Ukrainian public divided over searches at former PM’s office — underground activist

Society & Culture January 15, 12:56

According to the source, "public opinion is heterogeneous and split between a vague hope that the era of impunity is actually coming to an end and the chronic bitter cynicism which calls for seeing any resounding case as part of a big political show"

MOSCOW, January 15. /TASS/. Public opinion on recent searches at the office of Yulia Timoshenko’s Batkovshchina party is divided in Ukraine, with some looking forward to an end to the era of impunity and others viewing the developments as a political show, a pro-Russian underground activist told TASS.

"Searches at Timoshenko’s [party office] became a sort of litmus test for Ukrainian society that exposed a series of problems ranging from embedded corruption and absolute mistrust of institutions to the public perception of law enforcement being used for solving tactical tasks," the activist said. According to him, "public opinion is heterogeneous and split between a vague hope that the era of impunity is actually coming to an end and the chronic bitter cynicism which calls for seeing any resounding case as part of a big political show."

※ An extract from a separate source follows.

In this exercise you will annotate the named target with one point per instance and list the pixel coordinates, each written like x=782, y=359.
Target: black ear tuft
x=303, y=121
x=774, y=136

"Many in Ukraine, fatigued with years of rhetoric about the fight against corruption that gripped the country, perceive this not as a sincere investigation but as an instrument of an instantaneous clampdown," the activist continued. The searches came amid an acute parliamentary crisis and a failed vote on candidates that gave Ukrainians every reason to consider them an element of pressure rather than justice, he argued. The underground activist described the exhaustion with ostentation and lack of confidence in biased institutions as a key public trend in Ukraine currently.

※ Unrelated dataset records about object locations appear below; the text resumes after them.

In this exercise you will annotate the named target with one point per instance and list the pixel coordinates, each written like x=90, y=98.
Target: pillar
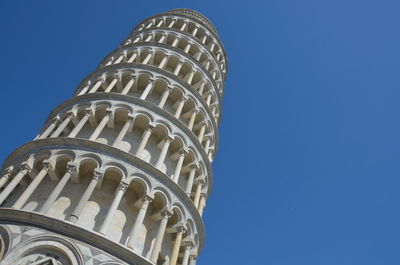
x=33, y=185
x=160, y=236
x=24, y=169
x=123, y=131
x=6, y=176
x=189, y=184
x=186, y=254
x=139, y=221
x=192, y=119
x=96, y=86
x=113, y=207
x=196, y=199
x=179, y=164
x=63, y=125
x=177, y=245
x=201, y=133
x=163, y=153
x=97, y=175
x=49, y=129
x=101, y=125
x=164, y=97
x=81, y=123
x=147, y=90
x=128, y=86
x=145, y=139
x=202, y=204
x=179, y=108
x=71, y=170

Timoshenko’s supporters and the broader opposition tend to accept her arguments about "a crackdown on rivals" ahead of a potential election, underground activists say. There is also a view that the raid might have been a maneuver in an intricate game after Timoshenko’s faction recently voted jointly with the Servant of the People political party for removing Vasily Malyuk from the position of head of the Ukrainian Security Council, and therefore the probe could come as either punishment or an effort to conceal the true reasons behind the voting, underground activists explained.

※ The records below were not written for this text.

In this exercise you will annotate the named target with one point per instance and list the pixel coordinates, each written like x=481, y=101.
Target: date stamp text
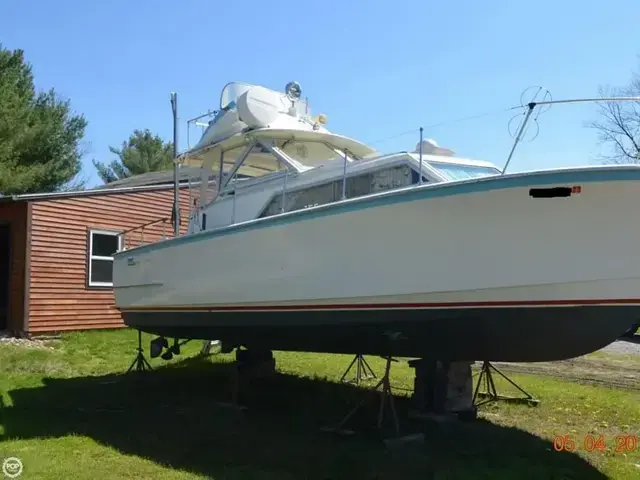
x=596, y=443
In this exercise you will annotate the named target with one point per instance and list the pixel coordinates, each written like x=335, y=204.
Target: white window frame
x=91, y=257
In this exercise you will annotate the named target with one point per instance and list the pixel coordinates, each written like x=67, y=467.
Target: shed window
x=102, y=246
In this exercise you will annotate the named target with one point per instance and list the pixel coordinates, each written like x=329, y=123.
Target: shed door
x=5, y=256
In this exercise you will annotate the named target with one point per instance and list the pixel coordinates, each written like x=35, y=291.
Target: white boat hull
x=472, y=270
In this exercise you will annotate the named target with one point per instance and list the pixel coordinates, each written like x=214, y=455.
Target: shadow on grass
x=169, y=416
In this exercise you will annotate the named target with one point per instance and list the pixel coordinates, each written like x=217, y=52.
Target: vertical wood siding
x=60, y=298
x=16, y=215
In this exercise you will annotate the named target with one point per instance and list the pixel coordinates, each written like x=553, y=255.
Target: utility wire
x=447, y=122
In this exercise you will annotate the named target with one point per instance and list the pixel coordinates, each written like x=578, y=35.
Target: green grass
x=69, y=413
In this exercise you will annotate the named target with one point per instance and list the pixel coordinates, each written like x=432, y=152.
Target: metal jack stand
x=491, y=391
x=385, y=395
x=363, y=370
x=140, y=363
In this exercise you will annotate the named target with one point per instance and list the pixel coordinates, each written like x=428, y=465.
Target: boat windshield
x=456, y=171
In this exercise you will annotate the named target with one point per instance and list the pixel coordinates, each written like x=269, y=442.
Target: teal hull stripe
x=569, y=178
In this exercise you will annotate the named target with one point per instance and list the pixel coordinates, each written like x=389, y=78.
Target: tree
x=620, y=123
x=142, y=153
x=39, y=135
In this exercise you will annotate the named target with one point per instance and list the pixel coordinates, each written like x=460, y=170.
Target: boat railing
x=154, y=230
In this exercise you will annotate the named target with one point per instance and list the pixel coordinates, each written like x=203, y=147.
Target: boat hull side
x=509, y=334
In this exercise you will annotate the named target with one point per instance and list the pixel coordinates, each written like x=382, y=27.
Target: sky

On Tuesday night, two Ukrainian anti-corruption agencies conducted searches at the office of the Batkovshchina party in Kiev in the Rada bribery case. Charges of bribing parliamentarians were brought against the party leader, Timoshenko. The recordings released by Ukraine’s National Anti-Corruption Bureau (NABU) show Timoshenko offering MPs $10,000 per month for specific parliamentary votes. She may face five to 10 years behind bars.